Last Thursday, the Sound Transit Board heard a report (PDF) on the varying options that have been studied for East Link’s B and C segments. In April, the Board’s go-ahead with the 112th Ave/B2M segment (see image above) accelerated the alignment into preliminary engineering. The Board also chose two downtown preferred alternatives: C9T, a tunnel, and C11A, a surface alternative in the event of inadequate funds for the tunnel. For those unfamiliar with the storied history of East Link planning, the B2M alternative is the most direct path to the Bellevue Transit Center, but because runs so close to neighborhoods, has been targeted acutely by NIMBY residents in South Bellevue.
The report given on Thursday was heavy on how a 112th Avenue alignment could work with “community interests.” Six options were studied which mix-and-matched various 112th Ave modifications (at-grade, side-running, center-running, etc.) with the downtown C segment options, the C9T tunnel and the C11A surface alignment. A brief rundown of the options before I get to my scatterbrained thoughts:
More below the jump.
Options 1 & 2 run the 112th Ave segment to the downtown tunnel with its southern portal at Main Street. The first has trains center-running along 112th, while the second has them running west-side. Because trains need to curve west into the tunnel portal, a more indirect east-side running option was not considered.
Options 3 & 4 run the 112th Ave segment to the downtown tunnel with its southern portal further north at 2nd Street, meaning a shorter tunnel. Option 3 would have trains center-running all the way up 112th to the portal, while Option 4 would have the trains running east-side in a trench/retained cut. The east-side running option was considered here because the 2nd Street portal does not require as tight a turn into the tunnel. The west-side option was nixed due to building setbacks being much wider on the east side of the street with less property condemnations. Buildings on the west-side, however, go up right to the street.
Options 5 & 6 run trains from the B segment to the C11A surface alignment, with 5 center-running and 6 west-side running. An east-side option wasn’t considered for the same reason as Options 1 & 2.
While you can view the CH2M Hill report and analysis in its entirety (PDF), there are a few thoughts about what might be feasible.:
Any option that either runs the trains center through 112th or on the west-side is bound to be unpopular among most South Bellevue residents given the “preserve homes and roads” mantra. Bellevue is also heavily pro-tunnel, meaning that Options 5 & 6 likely do not fare well, despite yielding the greatest cost reductions.
I would surmise that Option 4 would pique the most interest due to: a shorter and cheaper tunnel, wide setbacks east of 112th allowing for right-of-way to minimize property displacements, and mitigated noise impacts thanks to the trench. Downsides include longest construction duration and most environmental impacts within the wetland buffer (but not the wetland itself). However, among the issues that seem most politically important to Bellevue, Option 4 seems most likely to shine the brightest.

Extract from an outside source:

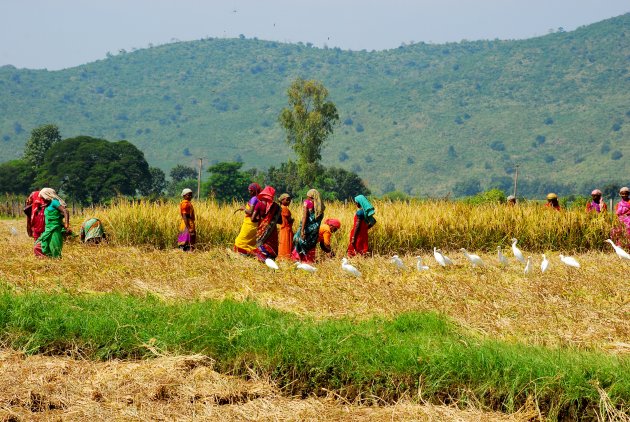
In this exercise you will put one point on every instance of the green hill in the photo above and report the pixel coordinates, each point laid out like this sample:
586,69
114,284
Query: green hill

Keep in mind that while Sound Transit and the City have ostensibly surged forward with the B2M options, there are several camps that have been steadfast to tauting B7 as the better alternative, which would run trains around South Bellevue and Mercer Slough and alongside the freeway. In February, we openly condemned B7 as an inadequate choice for East Link. At a workshop (PDF) on June 15th, the first of three, ST invited community members and residents to discuss the B2M/112th options. Turnout among B7 supporters was apparent, however. Martin Paquette, an occasional STB commenter, had this small synopsis:
Tonight’s workshop was civilized, and it appeared that a large amount of discussion occurred that related to the best ways to accomplish B2M along 112th Avenue. There were a huge lot of persons who were wearing B7 stickers, but they weren’t blowing tremendously loud horns; rather, they let Sound Transit get its job done. Nevertheless, there were no visible persons who were against B7.
From another report at the same workshop, we also learned a little more about Option 4’s retained cut/trench and its impacts on the Bellevue Club, which would have to lose some land for the right-of-way. Among the concerns were the loss of a few of the club’s tennis courts, little room for landscaping along 112th Ave, and an aesthetically unappealing suicide net that would be placed over the trench.
As previously mentioned, there will be two more workshops (one of which is tonight), and an open house on July 14th. We’ll keep you updated as ST and City move to choose an option for this segment of East Link.